The first time you fix a car seat into your car, you'll probably feel like a contestant in The Krypton Factor. But don't let this put you off.
According to Mumsnet reviewers, some styles are tricky to install at first but "fine with a bit of practice" (check out ease of installation ratings in our baby car seat reviews).
Remember to have a trial run at installing the car seat before the trip home from hospital. It takes a bit of getting used to and can be particularly stressful when you're fumbling with seatbelts and your newborn is howling at being exposed to chilly fresh air for the first time.
Alternatively, you could just smile smugly at the seat-belt-routing strugglers and buy a seat that comes with a special click-on base: once you've got the base fitted in your car, you just click the car seat on to it each time - no belts or buckles to faff with (except the ones around your baby, of course).

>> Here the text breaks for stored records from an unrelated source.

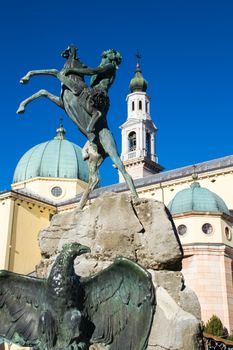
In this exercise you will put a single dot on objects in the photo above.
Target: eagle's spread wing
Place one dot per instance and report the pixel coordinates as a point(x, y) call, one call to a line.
point(21, 314)
point(120, 303)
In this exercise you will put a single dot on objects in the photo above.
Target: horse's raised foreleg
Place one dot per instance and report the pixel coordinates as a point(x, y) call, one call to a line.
point(94, 162)
point(109, 145)
point(25, 79)
point(41, 93)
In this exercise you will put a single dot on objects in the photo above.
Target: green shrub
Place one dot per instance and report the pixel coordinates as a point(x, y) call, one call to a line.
point(214, 326)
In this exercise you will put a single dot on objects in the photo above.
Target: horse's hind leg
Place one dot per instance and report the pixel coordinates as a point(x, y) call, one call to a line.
point(109, 145)
point(94, 162)
point(41, 93)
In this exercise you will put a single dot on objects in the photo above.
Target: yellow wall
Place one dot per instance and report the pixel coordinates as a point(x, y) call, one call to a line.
point(219, 182)
point(6, 216)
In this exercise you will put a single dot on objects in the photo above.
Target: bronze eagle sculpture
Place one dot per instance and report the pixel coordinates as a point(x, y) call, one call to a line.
point(65, 311)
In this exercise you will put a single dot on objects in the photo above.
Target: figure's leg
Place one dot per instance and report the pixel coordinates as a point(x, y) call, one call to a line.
point(25, 79)
point(109, 145)
point(94, 162)
point(41, 93)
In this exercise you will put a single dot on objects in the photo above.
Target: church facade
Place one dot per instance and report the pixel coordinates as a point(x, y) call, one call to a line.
point(50, 177)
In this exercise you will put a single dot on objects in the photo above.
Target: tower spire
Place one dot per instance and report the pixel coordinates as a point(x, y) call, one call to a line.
point(139, 131)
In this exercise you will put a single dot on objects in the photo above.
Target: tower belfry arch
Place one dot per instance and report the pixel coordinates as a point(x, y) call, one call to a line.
point(139, 131)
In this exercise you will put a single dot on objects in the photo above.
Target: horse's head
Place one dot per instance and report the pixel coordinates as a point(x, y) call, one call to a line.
point(111, 56)
point(70, 52)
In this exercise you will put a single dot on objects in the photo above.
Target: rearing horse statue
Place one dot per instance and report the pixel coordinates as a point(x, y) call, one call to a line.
point(87, 107)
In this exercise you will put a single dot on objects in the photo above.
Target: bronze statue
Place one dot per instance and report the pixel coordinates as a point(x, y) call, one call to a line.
point(87, 107)
point(67, 312)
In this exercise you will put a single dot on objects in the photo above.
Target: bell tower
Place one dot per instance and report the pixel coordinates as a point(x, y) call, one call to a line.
point(139, 132)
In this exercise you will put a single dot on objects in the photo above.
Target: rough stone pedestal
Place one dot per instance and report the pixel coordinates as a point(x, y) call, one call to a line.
point(143, 231)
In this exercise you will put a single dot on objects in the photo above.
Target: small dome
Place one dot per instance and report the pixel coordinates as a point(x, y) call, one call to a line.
point(58, 158)
point(138, 83)
point(197, 198)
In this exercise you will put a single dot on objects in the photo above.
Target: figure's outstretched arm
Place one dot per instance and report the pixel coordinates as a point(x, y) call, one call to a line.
point(90, 71)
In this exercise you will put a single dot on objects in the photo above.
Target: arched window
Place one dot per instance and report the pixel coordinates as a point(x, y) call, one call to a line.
point(148, 144)
point(132, 141)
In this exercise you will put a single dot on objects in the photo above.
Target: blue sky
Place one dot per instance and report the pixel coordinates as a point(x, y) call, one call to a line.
point(187, 59)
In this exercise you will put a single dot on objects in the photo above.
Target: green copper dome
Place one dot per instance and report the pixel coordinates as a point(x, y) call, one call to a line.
point(58, 158)
point(138, 83)
point(197, 198)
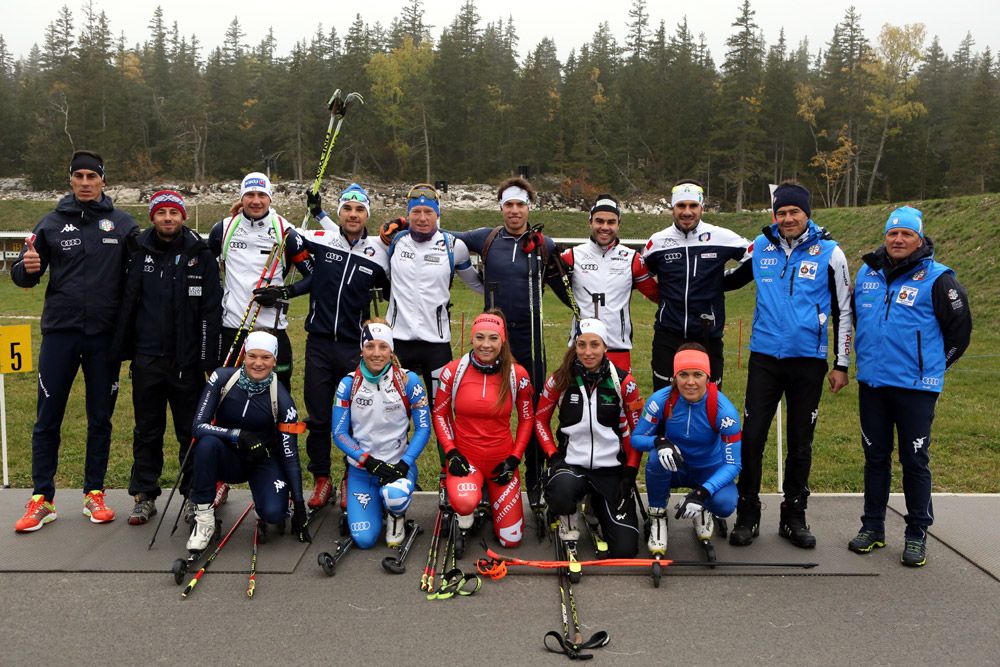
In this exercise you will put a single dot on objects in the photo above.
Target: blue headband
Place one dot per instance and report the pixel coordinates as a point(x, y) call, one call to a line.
point(905, 217)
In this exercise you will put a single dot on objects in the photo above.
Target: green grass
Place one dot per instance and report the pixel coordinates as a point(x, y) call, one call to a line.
point(966, 453)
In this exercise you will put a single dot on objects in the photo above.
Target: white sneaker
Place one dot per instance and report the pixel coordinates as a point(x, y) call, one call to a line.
point(569, 529)
point(657, 531)
point(703, 525)
point(395, 530)
point(204, 527)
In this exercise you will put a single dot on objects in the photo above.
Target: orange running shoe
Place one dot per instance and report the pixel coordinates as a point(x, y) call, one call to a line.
point(321, 495)
point(94, 507)
point(38, 513)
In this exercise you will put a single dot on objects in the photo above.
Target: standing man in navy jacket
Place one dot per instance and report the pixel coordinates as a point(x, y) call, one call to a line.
point(85, 243)
point(913, 324)
point(803, 286)
point(170, 326)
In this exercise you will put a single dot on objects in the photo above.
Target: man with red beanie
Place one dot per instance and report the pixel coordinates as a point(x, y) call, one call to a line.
point(169, 325)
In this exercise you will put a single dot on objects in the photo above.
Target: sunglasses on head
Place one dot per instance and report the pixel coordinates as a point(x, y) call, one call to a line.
point(422, 190)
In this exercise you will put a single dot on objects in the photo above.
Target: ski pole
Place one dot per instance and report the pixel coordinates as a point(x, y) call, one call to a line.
point(170, 497)
point(197, 577)
point(252, 583)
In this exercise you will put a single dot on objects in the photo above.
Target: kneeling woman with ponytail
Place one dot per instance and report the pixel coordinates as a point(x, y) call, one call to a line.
point(592, 453)
point(472, 410)
point(371, 421)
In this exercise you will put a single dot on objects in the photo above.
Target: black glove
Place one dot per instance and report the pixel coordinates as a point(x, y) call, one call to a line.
point(504, 471)
point(314, 202)
point(694, 502)
point(376, 467)
point(458, 465)
point(300, 522)
point(253, 445)
point(387, 232)
point(393, 471)
point(669, 454)
point(557, 459)
point(626, 485)
point(268, 296)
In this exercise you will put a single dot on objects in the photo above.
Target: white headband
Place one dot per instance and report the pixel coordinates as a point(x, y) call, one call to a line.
point(261, 340)
point(377, 331)
point(687, 192)
point(515, 193)
point(591, 325)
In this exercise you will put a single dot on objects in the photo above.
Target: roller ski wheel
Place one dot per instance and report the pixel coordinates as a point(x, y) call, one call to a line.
point(326, 561)
point(396, 564)
point(182, 566)
point(657, 571)
point(575, 571)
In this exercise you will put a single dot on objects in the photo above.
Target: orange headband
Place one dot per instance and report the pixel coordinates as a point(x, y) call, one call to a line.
point(692, 360)
point(489, 322)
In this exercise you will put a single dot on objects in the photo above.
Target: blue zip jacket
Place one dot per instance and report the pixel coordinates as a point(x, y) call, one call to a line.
point(912, 321)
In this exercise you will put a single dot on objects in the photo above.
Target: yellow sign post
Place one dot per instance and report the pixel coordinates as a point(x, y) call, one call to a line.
point(15, 357)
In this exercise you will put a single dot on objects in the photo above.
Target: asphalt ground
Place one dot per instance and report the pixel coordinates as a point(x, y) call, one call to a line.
point(77, 593)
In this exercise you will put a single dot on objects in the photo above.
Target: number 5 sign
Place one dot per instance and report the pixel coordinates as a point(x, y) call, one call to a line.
point(15, 357)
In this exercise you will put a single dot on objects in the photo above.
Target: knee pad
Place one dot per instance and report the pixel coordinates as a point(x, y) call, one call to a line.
point(464, 493)
point(396, 495)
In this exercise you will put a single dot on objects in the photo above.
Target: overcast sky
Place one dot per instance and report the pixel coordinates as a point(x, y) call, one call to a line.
point(570, 24)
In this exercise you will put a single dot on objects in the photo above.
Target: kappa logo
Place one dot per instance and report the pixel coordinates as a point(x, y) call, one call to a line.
point(907, 296)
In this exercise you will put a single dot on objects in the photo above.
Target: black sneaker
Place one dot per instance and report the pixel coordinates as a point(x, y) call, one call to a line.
point(145, 507)
point(914, 552)
point(866, 540)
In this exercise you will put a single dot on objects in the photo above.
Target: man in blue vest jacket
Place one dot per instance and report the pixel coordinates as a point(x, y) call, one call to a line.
point(803, 286)
point(912, 323)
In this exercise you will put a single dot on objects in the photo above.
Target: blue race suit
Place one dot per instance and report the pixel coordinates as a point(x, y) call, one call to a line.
point(379, 429)
point(711, 451)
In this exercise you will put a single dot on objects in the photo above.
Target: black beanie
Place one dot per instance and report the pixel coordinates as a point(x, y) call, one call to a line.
point(791, 194)
point(87, 160)
point(607, 203)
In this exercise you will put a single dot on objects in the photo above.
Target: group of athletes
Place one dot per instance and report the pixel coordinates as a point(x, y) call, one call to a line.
point(180, 308)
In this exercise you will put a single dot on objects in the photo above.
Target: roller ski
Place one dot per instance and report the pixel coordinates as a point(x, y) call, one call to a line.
point(593, 529)
point(206, 531)
point(396, 564)
point(568, 535)
point(329, 561)
point(657, 541)
point(704, 526)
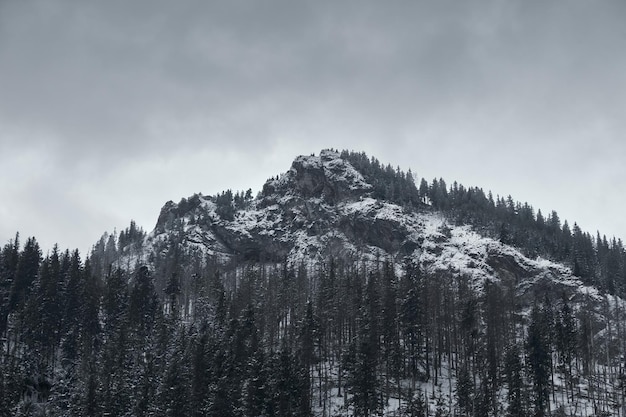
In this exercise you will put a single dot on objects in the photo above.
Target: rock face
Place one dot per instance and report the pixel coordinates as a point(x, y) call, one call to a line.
point(323, 207)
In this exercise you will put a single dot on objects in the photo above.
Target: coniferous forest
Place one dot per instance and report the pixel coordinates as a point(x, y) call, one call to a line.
point(191, 336)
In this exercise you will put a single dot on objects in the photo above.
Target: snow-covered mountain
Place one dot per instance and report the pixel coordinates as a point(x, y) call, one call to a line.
point(323, 207)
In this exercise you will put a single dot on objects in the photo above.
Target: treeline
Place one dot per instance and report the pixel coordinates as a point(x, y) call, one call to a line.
point(597, 260)
point(258, 340)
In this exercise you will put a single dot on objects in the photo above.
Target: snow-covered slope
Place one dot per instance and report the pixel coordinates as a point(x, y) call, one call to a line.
point(323, 207)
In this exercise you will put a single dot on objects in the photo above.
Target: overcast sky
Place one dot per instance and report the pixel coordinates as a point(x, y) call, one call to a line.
point(110, 108)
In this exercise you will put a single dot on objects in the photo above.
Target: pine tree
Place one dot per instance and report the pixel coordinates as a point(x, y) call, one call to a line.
point(539, 360)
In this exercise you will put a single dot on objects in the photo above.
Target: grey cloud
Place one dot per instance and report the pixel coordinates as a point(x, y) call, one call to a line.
point(104, 85)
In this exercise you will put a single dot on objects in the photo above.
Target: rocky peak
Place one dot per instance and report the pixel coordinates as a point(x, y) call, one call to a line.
point(327, 176)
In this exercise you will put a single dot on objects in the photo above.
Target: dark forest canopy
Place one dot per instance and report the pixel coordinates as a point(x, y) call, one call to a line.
point(187, 335)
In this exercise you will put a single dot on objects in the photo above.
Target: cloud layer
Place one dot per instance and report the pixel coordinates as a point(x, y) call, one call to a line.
point(108, 109)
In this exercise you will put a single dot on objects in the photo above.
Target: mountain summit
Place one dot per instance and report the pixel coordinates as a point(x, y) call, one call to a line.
point(342, 288)
point(349, 207)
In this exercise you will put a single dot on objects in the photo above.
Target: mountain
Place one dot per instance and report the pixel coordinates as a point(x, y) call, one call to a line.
point(342, 288)
point(324, 208)
point(345, 211)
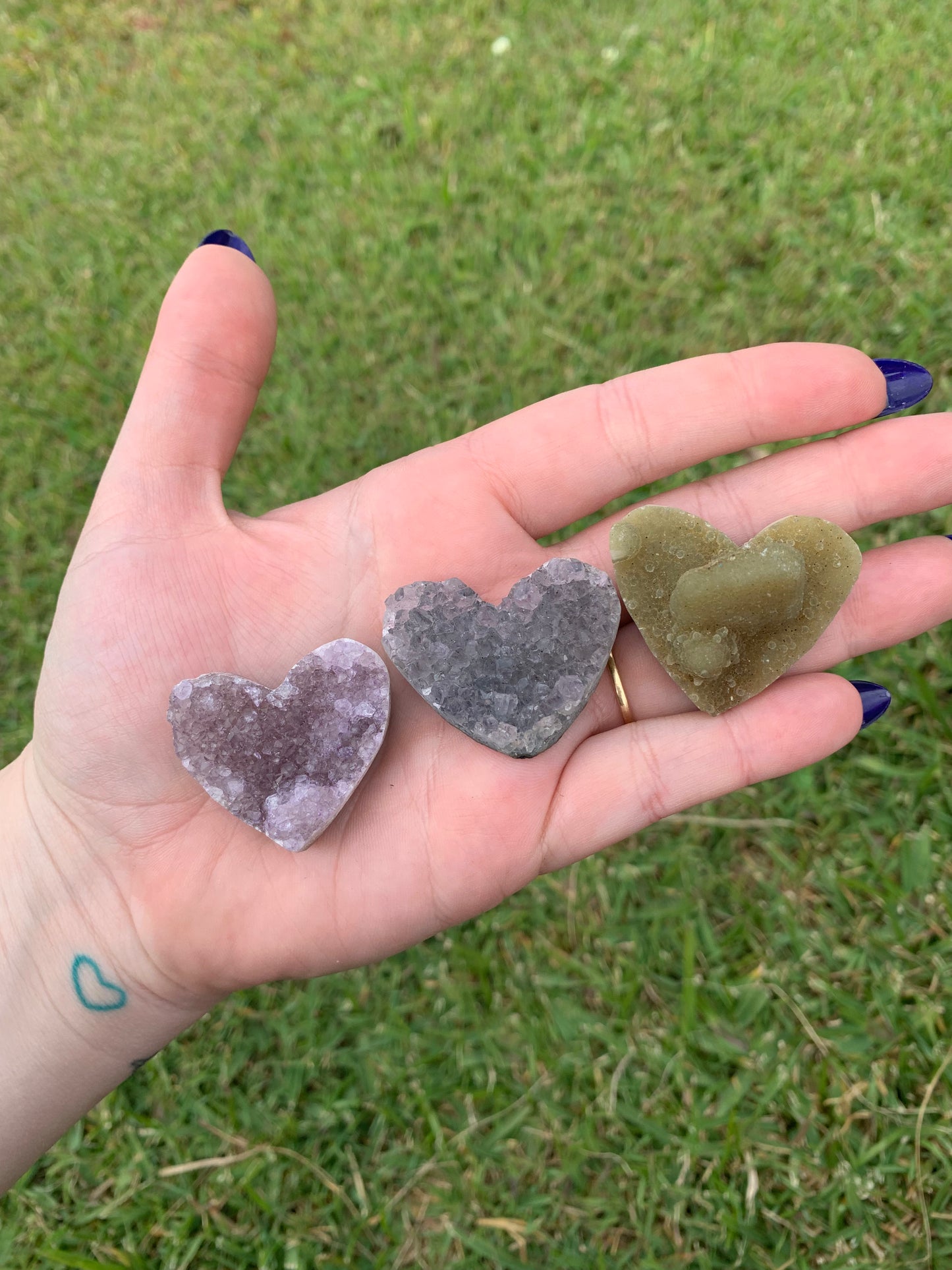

The car is usually the one place you can rely on your baby sleeping, but some car seats do have the edge in comfort and so may make a good snooze even more likely.
Head support is essential for a newborn, so check your seat has a head hugger/newborn insert, which can be taken out as your baby gets bigger. Some car seats have buttons or levers you can press which allow your baby to lie flat; others offer varying amounts of padding, aprons and padded wings.
Remember that, depending on the car seat you choose, you could be changing it four times between birth and age 11, so it's worth keeping an eye on value for money.
It's really not wise to buy or accept a second-hand car seat, unless it has an E mark and its original fitting instructions and you're certain it's never been involved in an accident. Any previous accident, however small, could weaken the car seat's effectiveness should you then be involved in an accident yourself.
Obviously, if your sister has a 'from birth' car seat, and you know it's never been in an accident, that's fine, but this is not the sort of item you should be picking up at a car boot sale.
Baby car seats range from the basic and pared-down to super-duper with (almost) bells on. Think carefully what special features will actually be useful (such as gauges to tell you that you've installed the seat correctly or 'one-pull' harnesses for less fiddly child-insertion) and what are just nice-but-non-essential extras.
Many parents like using their car seat as a baby chair in the house (though babies shouldn't be left in a car seat for hours and hours), in which case it might be worth finding one that will rock - great for soothing a fractious child.
Other car seats come as part of a travel system, clipping neatly onto a pushchair chassis so you can transfer a sleeping baby from car to pram without lots of snooze-disturbing lifting and unstrapping.
According to the car seat law regulations that came into force in 2006, it is the driver's responsibility to check that children travelling in their car are "correctly restrained". You should know that:
- It is illegal to travel with a child under three in your car unless the child is strapped into car seat that is suitable for their size. The only exception to this rule is travel by taxi or licensed hire car where there is no appropriate child restraint available - in this case, the child must travel in the rear of the car.
- It is illegal to place the car seat of a child under three on a front passenger seat where there is an active airbag fitted. (If you can deactivate the airbag - and have done so - then that's fine.)
The legal regulations are slightly different for children over the age of three (find them here) but all children must still travel in an appropriate car seat until they are either 1.35m tall or 12 years old.